8. After, you need to measure your trap adapter. You can do outside measurement for both, then add 1-1/4 inches to get sufficient length.

9. Cut the pipes into the desired dimension and glue one to the trap adapter, one for TY, and one to the 90. The connection and glueing depends on what combination you chose for the drain.

10. For the installation of the dishwasher drain, you can have it between the TY and 90, or under the TY. Before finally installing, check first if the hose can reach the dishwasher.

11. Secure a 2-inch pipe and glue that to the Y dishwasher drain, and the latter glued to the TY.

12. Get the length from the dishwasher drain to the 90 or TY and add 1-1/4 inches. Next, glue the 90 to the pipe and place glue on the pipe and the dishwasher drain fitting. After, connect the pipe and the dishwasher drain, slowly twist each of them to a snug fit.

13. Install the p-trap on the original pipe without glueing it and it must be level. Get the distance between the inlet of the p-trap towards the bottom section of TY.

14. Remove the p-trap from the original pipe and place it on the pipe coming off from TY without glueing. Next, the pipe coming off from the wall must be in line with the p-trap. If not, then find some ways on making it straight by using a 45 or anything compatible for the setup.

15. Lastly, glue the p-trap on to the pipe connecting to TY. Ensure there is no glue on the p-trap’s thread or union section.

Granite Installation Cost

There a few variables comprising the overall cost of granite installation. Some of these variables include labor, edging, sink cut-out, installation materials excluding granite, and granite countertop.

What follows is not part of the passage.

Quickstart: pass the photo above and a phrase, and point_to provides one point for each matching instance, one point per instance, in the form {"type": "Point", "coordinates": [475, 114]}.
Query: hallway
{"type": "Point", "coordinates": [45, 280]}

For labor alone, the cost is around $300 to $500, and it can even reach up to $1,000. Meanwhile, for edging and sink cut-out, there is an additional cost of $200 to $300 and $100, respectively. The other materials needed for installation will cost approximately $100 to $200. Adding everything, the overall installation cost is between $700 to $1,200 or up to $2,200 that excludes the cost of the granite slab itself.

A rough estimate for granite countertop cost (materials and installation) is between $100 to $130 per square foot.

Granite Installation Contractors

There many credible contractors for granite countertop installation in the United States. Before choosing any of them, do some market research regarding their track record, company profile, and customer feedback. Likewise, for you to get the best price, you can ask for a free quotation from various contractors and choose the most cost-efficient one.